Avoid Oil Futures ETFs, Buy Equities Like XLE

September 02, 2015

Still, as other data from the EIA indicate, inventories continue to pile up with supply still ahead of demand. U.S. petroleum stockpiles are 175.1 million barrels, or 15.7 percent, above the five-year average. That surplus will only widen during the upcoming low-demand shoulder season.

Worldwide Oversupply
On a global basis, the International Energy Agency sees similar trends to those in the U.S. Worldwide supply ran a whopping 3 million barrels per day ahead of demand (the most since 1998) in the second quarter, sending OECD inventories to an all-time high of 2,916 million barrels in June.

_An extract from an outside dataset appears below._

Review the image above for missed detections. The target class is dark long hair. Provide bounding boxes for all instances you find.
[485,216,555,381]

Robust production from both OPEC and non-OPEC producers contributed to the supply growth.

That said, low prices are doing their job, and the rebalancing process has begun, according to the IEA.

The agency sees demand rising a swift 1.6 million barrels per day this year, the most in five years, and 1.4 million barrels per day next year.

On the other side of the equation, non-OPEC supply growth may slow from a record 2.4 million barrels per day in 2014 to 1.1 million barrels per day this year, and then contract by 200,000 barrels per day in 2016.

While the oversupply should begin to narrow going forward, in the short term, inventories may test capacity limits, pressuring prices significantly.

"Assuming OPEC production continues at around 31.7 mmbbl/d (its recent three-month average) through 2016, 2H15 [second half of the year] sees supply exceeding demand by 1.4 mb/d, testing storage limits worldwide," said the IEA. "The surplus drains down to about 850 kb/d in 2016, with 4Q16 [fourth quarter 2016] marking the first quarter of a potential stock draw."

If the IEA is right, that means crude oil is likely to stay low or even fall further in the short term, before rebounding sometime in 2016.